Thursday, August 31, 2017

Nonfiction Picture Book Challenge: Can an Aardvark Bark?

I've decided to take the Nonfiction Picture Book Challenge presented by my fellow Pasadenan Alyson Beecher and today I'm sharing the book Can an Aardvark Bark? by Melissa Stewart and illustrated by Steve Jenkins.

The whole book is so beautiful and so simple that it could be shared in a storytime, and then pulled down from the shelf later by curious children who can pore over its information about animals in solitude and wonder.

What makes this book so perfect for storytime is that it lends itself to interaction and noise! You could ask the kids if they can bellow like a giraffe, or bark like a seal, or whine like a porcupine! You can find sound clips of the animals making these sounds too, but it might be better for developing preschoolers to start by using their imaginations to invent what they think a giraffe bellow sounds like.

Learning animal sounds has many benefits for early literacy. I've especially seen benefits for children with special needs. My son, who is autistic, was unable to say more than 30 words at age 2 1/2, but he could say many animal sounds. Animal sounds were a substantial portion of his early vocabulary.

Here is one of my favorite flannelboards dealing with animal sounds. First, I put all the sounds up haphazardly and incorrectly, and ask the preschoolers to help me put the words where they are supposed to go. Kids get print knowledge, phonetic awareness, and so much fun out of doing this!

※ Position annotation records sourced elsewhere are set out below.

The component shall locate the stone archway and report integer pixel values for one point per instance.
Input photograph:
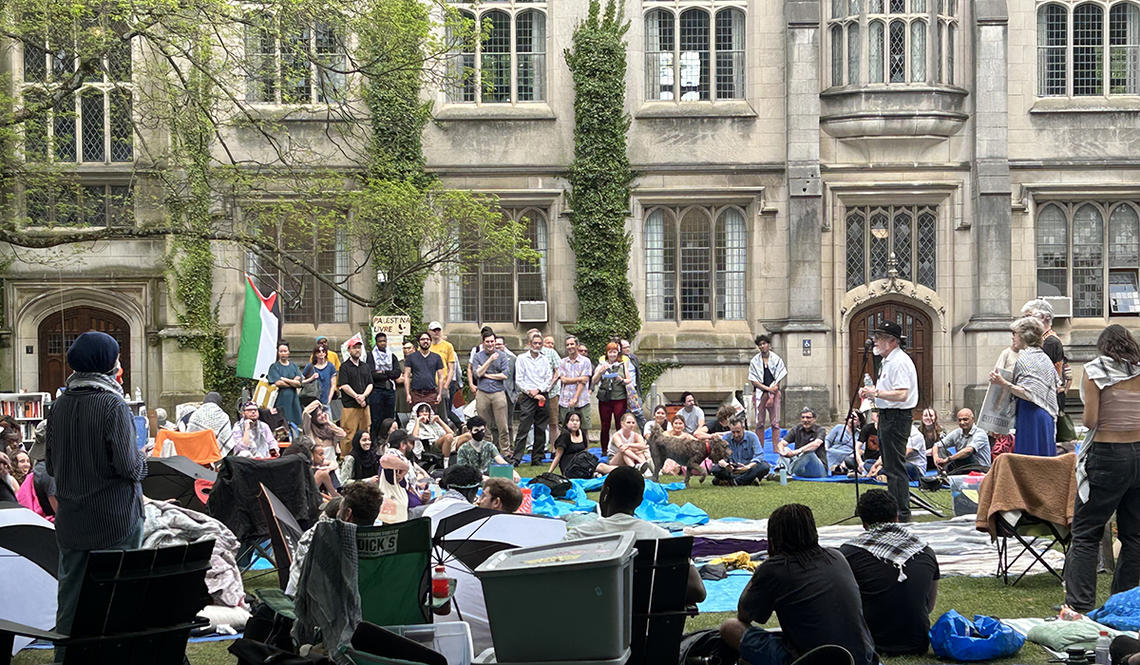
(58, 330)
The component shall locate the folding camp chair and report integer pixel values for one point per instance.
(395, 573)
(284, 532)
(659, 610)
(201, 446)
(1027, 532)
(135, 606)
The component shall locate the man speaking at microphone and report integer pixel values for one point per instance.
(896, 395)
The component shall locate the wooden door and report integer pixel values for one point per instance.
(919, 341)
(59, 330)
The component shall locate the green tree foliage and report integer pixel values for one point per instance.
(600, 178)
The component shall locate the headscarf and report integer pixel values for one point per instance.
(94, 351)
(365, 463)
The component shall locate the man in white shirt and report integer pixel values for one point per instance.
(766, 373)
(534, 376)
(896, 394)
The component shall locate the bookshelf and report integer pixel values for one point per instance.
(27, 408)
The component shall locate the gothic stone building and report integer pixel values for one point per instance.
(805, 167)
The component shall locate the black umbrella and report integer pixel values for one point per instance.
(176, 478)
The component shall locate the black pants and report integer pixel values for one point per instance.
(381, 405)
(894, 429)
(1114, 485)
(531, 418)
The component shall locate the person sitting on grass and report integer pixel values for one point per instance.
(499, 494)
(621, 493)
(746, 462)
(359, 505)
(571, 452)
(475, 449)
(807, 455)
(897, 576)
(812, 592)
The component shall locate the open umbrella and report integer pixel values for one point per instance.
(29, 558)
(179, 478)
(464, 537)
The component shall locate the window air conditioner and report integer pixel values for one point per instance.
(1063, 306)
(532, 311)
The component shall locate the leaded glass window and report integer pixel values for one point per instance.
(695, 264)
(1079, 254)
(874, 234)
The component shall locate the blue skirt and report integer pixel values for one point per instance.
(1036, 430)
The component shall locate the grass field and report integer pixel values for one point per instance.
(1034, 595)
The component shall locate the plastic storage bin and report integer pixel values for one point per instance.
(589, 583)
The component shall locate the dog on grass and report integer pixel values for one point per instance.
(687, 453)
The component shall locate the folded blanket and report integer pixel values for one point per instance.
(1044, 487)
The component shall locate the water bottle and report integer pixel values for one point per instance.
(1102, 642)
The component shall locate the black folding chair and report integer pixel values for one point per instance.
(659, 609)
(135, 607)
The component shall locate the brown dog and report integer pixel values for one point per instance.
(689, 453)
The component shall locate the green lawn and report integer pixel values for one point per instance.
(1034, 595)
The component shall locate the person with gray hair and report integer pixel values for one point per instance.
(1034, 384)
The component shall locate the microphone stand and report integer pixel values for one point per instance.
(851, 407)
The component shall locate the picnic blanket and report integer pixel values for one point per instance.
(1044, 487)
(961, 550)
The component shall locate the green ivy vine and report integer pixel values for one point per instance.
(600, 178)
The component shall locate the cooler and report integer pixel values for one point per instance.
(587, 617)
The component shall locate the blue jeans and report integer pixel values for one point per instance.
(72, 567)
(808, 465)
(759, 647)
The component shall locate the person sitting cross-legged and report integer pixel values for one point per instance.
(897, 576)
(621, 494)
(808, 455)
(746, 456)
(812, 592)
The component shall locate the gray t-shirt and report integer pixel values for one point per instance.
(692, 419)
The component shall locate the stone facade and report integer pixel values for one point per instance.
(966, 135)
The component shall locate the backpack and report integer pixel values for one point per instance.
(705, 646)
(560, 486)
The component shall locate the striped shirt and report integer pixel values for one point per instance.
(97, 467)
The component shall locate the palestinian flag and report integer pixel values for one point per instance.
(261, 324)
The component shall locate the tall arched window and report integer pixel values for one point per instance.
(695, 262)
(694, 54)
(507, 65)
(1077, 256)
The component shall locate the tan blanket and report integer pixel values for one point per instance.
(1044, 487)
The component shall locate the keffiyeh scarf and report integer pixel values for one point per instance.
(889, 542)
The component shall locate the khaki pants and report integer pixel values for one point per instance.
(493, 408)
(352, 421)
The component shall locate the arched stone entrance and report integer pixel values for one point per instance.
(917, 329)
(58, 330)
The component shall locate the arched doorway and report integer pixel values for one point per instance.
(917, 330)
(59, 330)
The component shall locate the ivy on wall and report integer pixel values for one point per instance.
(600, 178)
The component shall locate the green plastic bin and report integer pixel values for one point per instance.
(588, 584)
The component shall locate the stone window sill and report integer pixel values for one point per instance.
(726, 108)
(1085, 104)
(483, 112)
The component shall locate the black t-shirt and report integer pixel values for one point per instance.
(423, 370)
(816, 602)
(895, 611)
(870, 438)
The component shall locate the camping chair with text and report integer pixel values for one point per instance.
(395, 573)
(135, 607)
(284, 532)
(201, 446)
(1026, 504)
(659, 609)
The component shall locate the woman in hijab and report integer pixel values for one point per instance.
(363, 462)
(212, 416)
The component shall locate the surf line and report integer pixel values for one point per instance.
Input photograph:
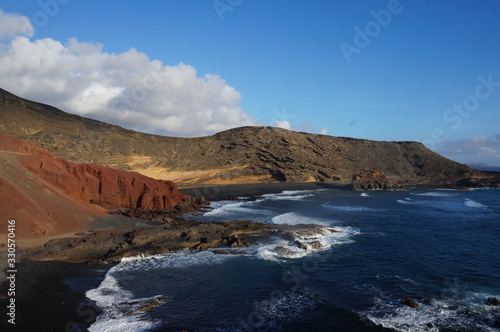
(12, 271)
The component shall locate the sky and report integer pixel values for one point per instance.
(389, 70)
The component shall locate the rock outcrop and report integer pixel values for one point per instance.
(373, 180)
(50, 196)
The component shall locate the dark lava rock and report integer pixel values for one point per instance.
(373, 180)
(282, 251)
(493, 301)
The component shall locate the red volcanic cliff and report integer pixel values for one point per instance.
(52, 196)
(107, 187)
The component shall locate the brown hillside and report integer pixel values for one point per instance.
(241, 155)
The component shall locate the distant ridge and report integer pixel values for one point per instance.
(484, 167)
(240, 155)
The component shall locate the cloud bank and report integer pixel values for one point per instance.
(127, 89)
(474, 150)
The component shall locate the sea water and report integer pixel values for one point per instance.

Want to find more great nonfiction picture books? I post new nonfiction books to the Pasadena Public Library's Children's Book Suggestions LibGuide as we get them. I also have archived lists available for download as PDF files.

Tuesday, August 29, 2017

The Benefits of Introducing Kids to Published Authors

Over the past few years of teaching and facilitating writing workshops for kids, I've noticed there are two kinds of young writers: the underconfident, and the overconfident. This is totally normal. Children lack perspective. (Even adults sometimes lack perspective!) Children often have difficulty imagining that the way they write now is not the way they will write always, and that the older they get and the more they practice, the more their writing is going to change.

(Personally, I was the overconfident type--I was the kid who was sending my handwritten manuscripts to Big 5 publishers and couldn't imagine why they wouldn't publish them! I may not have struggled with getting words on paper, but that didn't mean I was ready, and it was sometimes hard for me to see what improvement was needed. I didn't know any published authors, so I had no way of knowing what the road ahead would look like.)

Amazingly, for BOTH types of young writers, the same approach can work wonders: introduce them to someone who has lived longer and accomplished more, and let her tell them about the changes she had to make along the way.

This is why it's so vital to me in my work as a librarian to not only make a case for kids reading lots of books, but for meeting lots of authors. I do my best to bring published authors to the library at least a few times a year (given budget restraints). It's important to me that kids get moments like this, when they got to see author Kristen Kittscher describe the hardest thing she had to learn as a writer, and how learning this improved her plots.

Then she gave kids an effective, simple formula for crafting better plots:

What if...
And then...

You can read more about her plot exercise and view photos and videos of Kristen and the kids at Pasadena Public Library's Kids Blog.

And if you don't have the resources to be able to hire authors to visit your classes, that doesn't have to stop you from bringing authors to your library or school! Many authors are willing to skype with classes, or do chat interviews or Q&As. Ask around and find out what authors live in your area, and start there. Kristen Kittscher is a longtime Pasadena resident, so we lucked out there!

Sunday, August 20, 2017

Writing Parties for Primary Grade Kids

Many children's librarians consider summer their busiest season, but for me I tend to do my programs during the school year, and I usually promote them at schools. I've been doing writing programs for kids of different ages for several years now, but this year I decided to get all of my programs for the school year on flyers, along with blurbs or details about what each workshop will be about. I'm using lessons I created for my book, 36 Workshops to Get Kids Writing: From Aliens to Zebras.  It's going terrific so far! Last week, kids created a made-up language and then wrote dialogue for wordless picture books. They loved it. I gave them sticky notes shaped like word bubbles and they filled up the picture books with dialogue in no time.

They also took more picture books and sticky notes home to do more writing. They get so excited about writing at these programs! It's one of the most rewarding things I do!